A Neanderthal skull, currently housed at the American Museum of Natural History. (Photo: Angoria/CC BY 3.0)

These assumptions crept into the hominids’ public image. Early illustrators drew Neanderthals as slump-shouldered, hair-covered beasts, much more like apes than men—“a clear visualization of the view that these were evolutionary dead ends,” writes Dr. Wil Roebroeks, a palaeolithic archaeologist at Leiden University and coauthor of the superiority complex paper, in an email. Contemporary reconstructions, based on newer science, show something much more familiar. “If you saw a Neanderthal dressed in a suit on a train,” Jagoda says, “you would just think it was a slightly ugly guy.”

If the Neanderthal’s lousy rep comes from old misconceptions, Jagoda pins its persistence on these new discoveries. “I think something makes us deeply uncomfortable about how similar they are to us,” she says, “and maybe our reaction is to denigrate them and use it kind of as a funny term.” Since this similarity is genetic, such callouts are even technically fair: “if the target of the ‘insult’ does not have a direct ancestry in sub-Saharan Africa,” Roebroeks points out, “calling somebody a Neanderthal is biologically correct.”
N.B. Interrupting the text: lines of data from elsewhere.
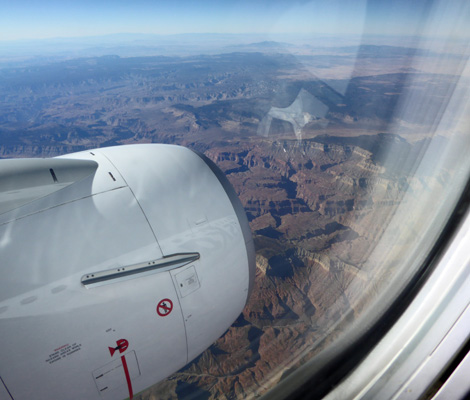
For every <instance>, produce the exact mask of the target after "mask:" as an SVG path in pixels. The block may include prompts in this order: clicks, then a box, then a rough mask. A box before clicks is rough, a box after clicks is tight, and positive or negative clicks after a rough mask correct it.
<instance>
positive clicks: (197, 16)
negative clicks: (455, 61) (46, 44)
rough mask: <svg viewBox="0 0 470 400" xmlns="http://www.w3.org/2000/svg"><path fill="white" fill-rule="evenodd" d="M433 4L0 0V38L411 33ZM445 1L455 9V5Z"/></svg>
mask: <svg viewBox="0 0 470 400" xmlns="http://www.w3.org/2000/svg"><path fill="white" fill-rule="evenodd" d="M437 2H438V3H440V2H439V1H437ZM434 3H436V1H431V0H416V1H415V0H394V1H385V0H321V1H320V0H311V1H300V0H297V1H296V0H289V1H278V0H239V1H224V0H219V1H216V0H165V1H161V0H103V1H102V0H80V1H74V0H41V1H37V0H0V40H16V39H34V38H53V37H76V36H92V35H102V34H112V33H157V34H174V33H284V32H291V33H330V34H331V33H333V34H351V33H355V34H362V33H364V32H366V33H382V34H394V35H397V34H398V35H412V34H414V33H415V32H416V30H417V29H418V28H419V23H420V19H421V18H422V16H423V15H424V14H425V13H426V10H429V8H430V5H431V8H432V4H434ZM450 3H453V4H454V7H455V2H450ZM456 12H457V13H458V11H456ZM450 20H451V18H449V21H450Z"/></svg>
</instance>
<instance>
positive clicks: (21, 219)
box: [0, 145, 255, 400]
mask: <svg viewBox="0 0 470 400" xmlns="http://www.w3.org/2000/svg"><path fill="white" fill-rule="evenodd" d="M0 261H1V262H0V338H1V339H2V346H0V377H1V381H0V397H1V398H3V397H2V394H5V395H6V396H9V397H11V398H13V399H14V400H30V399H71V398H77V399H122V398H127V397H130V398H132V396H133V394H134V393H137V392H139V391H141V390H143V389H145V388H147V387H149V386H151V385H152V384H154V383H156V382H158V381H160V380H162V379H164V378H166V377H167V376H168V375H170V374H171V373H173V372H175V371H177V370H178V369H180V368H181V367H183V366H184V365H185V364H187V363H188V362H189V361H191V360H193V359H194V358H195V357H196V356H197V355H199V354H200V353H201V352H203V351H204V350H205V349H206V348H207V347H209V346H210V345H211V344H212V343H213V342H214V341H215V340H216V339H217V338H218V337H220V336H221V335H222V334H223V333H224V331H225V330H226V329H227V328H228V327H229V326H230V325H231V324H232V323H233V321H234V320H235V319H236V318H237V317H238V315H239V314H240V313H241V311H242V309H243V307H244V306H245V304H246V302H247V299H248V297H249V294H250V291H251V287H252V285H253V280H254V270H255V260H254V246H253V240H252V237H251V232H250V229H249V226H248V221H247V219H246V215H245V213H244V210H243V207H242V206H241V203H240V201H239V200H238V198H237V196H236V194H235V192H234V190H233V188H232V187H231V186H230V184H229V183H228V181H227V179H226V178H225V176H224V175H223V173H222V172H221V171H220V170H219V169H218V168H217V167H216V166H215V165H214V164H213V163H212V162H211V161H210V160H208V159H207V158H206V157H204V156H203V155H199V154H197V153H195V152H193V151H191V150H188V149H186V148H183V147H178V146H170V145H131V146H119V147H112V148H104V149H96V150H91V151H86V152H81V153H75V154H70V155H66V156H62V157H58V158H54V159H24V160H21V159H14V160H0ZM2 385H4V387H2ZM6 398H8V397H6Z"/></svg>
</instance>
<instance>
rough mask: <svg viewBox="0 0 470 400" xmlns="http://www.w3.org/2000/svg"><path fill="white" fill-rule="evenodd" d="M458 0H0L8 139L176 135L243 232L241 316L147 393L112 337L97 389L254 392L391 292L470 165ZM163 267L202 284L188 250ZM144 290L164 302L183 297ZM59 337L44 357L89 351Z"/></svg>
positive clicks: (38, 148)
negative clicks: (236, 202) (107, 2)
mask: <svg viewBox="0 0 470 400" xmlns="http://www.w3.org/2000/svg"><path fill="white" fill-rule="evenodd" d="M458 3H459V4H458V6H457V5H456V4H452V5H451V4H447V2H445V1H436V2H432V3H429V2H427V1H416V2H413V3H412V4H411V3H410V2H405V1H398V2H393V5H392V3H391V2H390V3H389V2H386V1H358V2H354V3H351V2H348V1H345V0H344V1H343V0H336V1H333V2H327V4H325V2H320V1H316V0H314V1H298V2H281V1H277V0H275V1H269V2H266V1H261V2H254V3H253V2H249V1H245V0H241V1H232V2H230V1H228V2H222V3H218V2H212V1H209V0H202V1H199V2H189V1H183V2H178V4H177V5H176V4H175V5H172V4H163V3H160V2H155V3H153V2H152V3H151V2H147V1H143V0H137V1H134V2H132V3H127V2H124V1H118V2H114V3H113V4H106V3H100V4H96V2H91V1H85V2H80V4H78V3H77V4H72V5H70V4H67V5H65V3H64V4H63V3H59V2H56V1H54V0H45V1H42V2H41V3H38V4H37V5H36V4H35V5H31V4H29V5H28V6H27V7H26V5H23V4H13V3H12V4H10V3H8V4H2V2H1V1H0V4H1V6H0V7H1V8H4V9H6V10H7V11H8V12H5V13H1V14H2V15H0V157H1V158H13V157H15V158H16V157H20V158H25V157H55V156H59V155H63V154H67V153H72V152H77V151H82V150H88V149H95V148H101V147H107V146H117V145H126V144H136V143H166V144H177V145H183V146H186V147H189V148H191V149H194V150H197V151H198V152H201V153H203V154H204V155H206V156H207V157H208V158H209V159H210V160H212V161H213V162H214V163H215V164H216V165H217V166H218V167H219V168H220V169H221V170H222V171H223V172H224V173H225V175H226V176H227V178H228V180H229V181H230V183H231V184H232V185H233V187H234V188H235V191H236V193H237V195H238V197H239V198H240V200H241V203H242V205H243V207H244V209H245V212H246V214H247V217H248V220H249V224H250V228H251V231H252V234H253V238H254V242H255V249H256V277H255V282H254V287H253V291H252V294H251V297H250V299H249V301H248V303H247V305H246V307H245V308H244V310H243V312H242V314H241V315H240V316H239V317H238V319H237V320H236V321H235V322H234V324H233V325H232V326H231V327H230V328H229V329H228V330H227V331H226V332H225V333H224V334H223V335H222V336H221V337H220V338H219V339H218V340H217V341H216V342H215V343H213V344H212V346H211V347H209V349H207V350H206V351H205V352H204V353H203V354H202V355H200V356H198V357H197V358H196V359H195V360H193V361H192V362H190V363H189V364H188V365H186V366H185V367H184V368H182V369H181V370H179V371H178V372H176V373H175V374H173V375H171V376H170V377H169V378H167V379H165V380H163V381H161V382H159V383H158V384H156V385H154V386H152V387H150V388H148V389H147V390H145V391H144V392H140V393H132V391H131V390H132V389H131V387H132V385H131V382H132V381H133V380H134V379H137V378H138V377H139V376H140V375H141V374H143V373H144V369H142V366H141V365H140V364H139V356H138V355H137V356H136V353H135V352H134V351H133V347H134V346H135V344H134V343H132V348H131V347H129V349H131V350H132V351H130V352H128V353H126V354H127V355H122V356H121V353H123V352H124V351H125V350H126V349H127V347H128V346H129V343H127V340H126V338H124V337H123V338H122V339H121V340H122V342H117V343H109V344H106V346H111V345H112V346H114V347H109V353H110V358H109V360H106V361H105V362H103V364H102V365H97V366H96V369H93V370H90V376H93V379H94V382H95V384H96V387H97V390H98V391H100V392H106V390H111V388H113V387H114V386H113V385H118V386H119V385H123V384H125V383H127V386H128V387H129V394H130V396H132V395H133V398H138V399H155V398H159V399H176V398H178V399H185V398H194V397H193V396H196V398H202V399H207V398H230V399H232V398H246V397H248V398H253V397H257V396H260V395H263V394H265V393H267V392H269V390H270V389H272V388H275V386H276V384H277V383H278V382H280V381H281V380H282V379H283V378H284V377H285V376H287V375H288V374H290V373H291V372H292V371H295V369H296V368H298V367H300V366H301V365H303V364H305V363H306V362H309V361H311V360H315V357H316V356H318V355H319V354H321V353H322V351H324V350H325V349H328V348H330V347H332V346H335V344H336V343H338V341H341V340H342V338H344V337H346V336H347V335H348V334H349V332H352V331H354V332H355V334H356V333H357V332H358V328H359V327H360V326H361V325H364V326H365V325H367V324H368V323H370V322H371V321H373V320H374V319H376V318H378V317H379V316H380V315H382V314H383V313H384V312H385V310H387V308H388V306H389V305H390V304H391V303H392V301H393V299H394V298H395V297H396V296H397V295H398V294H399V293H400V291H401V290H402V289H403V288H404V287H405V286H406V284H407V283H408V282H409V281H410V280H411V279H412V277H413V276H414V274H415V273H416V271H417V270H418V269H419V267H420V266H421V264H422V263H423V262H424V260H425V258H426V255H427V254H428V253H429V251H430V249H431V248H432V246H433V244H434V243H435V242H436V240H437V238H438V236H439V234H440V233H441V231H442V229H443V227H444V226H445V223H446V221H447V219H448V218H449V215H450V214H451V212H452V210H453V209H454V207H455V204H456V202H457V200H458V198H459V196H460V195H461V192H462V190H463V187H464V185H465V182H466V180H467V179H468V170H469V169H470V165H469V162H470V160H469V158H468V151H469V146H470V143H469V137H470V136H469V135H468V129H469V120H468V119H469V115H470V112H469V111H470V110H469V109H468V101H467V99H468V96H469V94H470V93H469V88H470V86H469V83H470V81H469V79H470V74H469V67H468V56H469V54H470V51H469V48H468V36H469V27H468V24H466V21H468V18H469V16H470V15H469V13H470V8H469V7H470V6H469V5H467V4H466V3H465V2H463V1H462V2H458ZM36 16H39V17H36ZM111 177H112V175H111ZM113 179H114V178H113ZM114 180H115V179H114ZM203 222H204V220H203ZM194 229H195V228H194ZM0 246H1V243H0ZM77 246H80V244H77ZM83 251H86V249H83ZM195 251H197V249H195ZM201 262H202V261H201ZM175 279H176V280H177V282H178V283H179V284H180V287H178V290H179V292H178V293H180V297H185V296H189V295H190V294H191V293H193V292H194V291H196V290H198V289H199V288H200V287H203V285H204V281H203V280H201V279H200V277H198V275H197V273H196V270H195V269H194V267H191V268H188V269H186V270H185V272H182V273H181V274H180V275H177V276H176V278H175ZM174 303H175V304H174ZM155 307H156V309H155V312H156V313H157V314H158V316H160V317H161V318H163V319H162V320H163V321H166V320H169V316H170V314H171V313H176V311H174V310H173V307H176V308H177V309H178V310H179V308H178V307H179V305H178V304H176V302H172V300H171V299H169V298H166V297H162V298H161V301H160V302H158V304H157V303H156V305H155ZM176 308H175V310H176ZM0 311H1V309H0ZM359 331H360V329H359ZM67 346H69V347H65V348H64V349H57V350H56V351H55V353H54V352H53V353H51V355H50V358H48V359H47V361H48V363H55V362H56V361H57V360H60V359H61V357H62V356H63V355H65V356H67V357H69V356H72V355H73V354H74V353H76V354H75V356H78V355H79V354H80V353H81V352H82V351H83V350H82V345H81V344H80V343H71V344H70V345H67ZM69 353H70V354H69ZM113 357H114V358H113ZM121 357H122V358H121ZM59 362H60V361H58V363H59ZM126 390H127V389H126Z"/></svg>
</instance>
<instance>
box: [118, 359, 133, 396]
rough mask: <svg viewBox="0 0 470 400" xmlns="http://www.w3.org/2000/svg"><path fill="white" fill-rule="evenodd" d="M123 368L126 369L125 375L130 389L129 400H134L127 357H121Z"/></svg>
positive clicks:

A more modern Neanderthal reconstruction, from the Smithsonian Museum of Natural History.

A more modern Neanderthal reconstruction, from the Smithsonian Museum of Natural History. (Photo: Tim Evanson/CC BY-SA 2.0)

In spirit, though, these experts agree it’s not as fitting–especially since, despite their many abilities, Neanderthals were literally unable to do the things they’re consistently associated with, like opposing gay marriage and denigrating female athletes. “The American vocabulary is rich and varied,” Villa writes. “If you want to offend somebody… there is no need to fall back on Neanderthals.”

Naturecultures is a weekly column that explores the changing relationships between humanity and wilder things. Have something you want covered (or uncovered)? Send tips to cara@atlasobscura.com.

Update, 3/9: The original version of this article called Neanderthals a subspecies of human. There is some debate over whether they are a subspecies or a species, and the article has been updated to reflect that. Thanks to Monica Green for the correction, and we regret the error.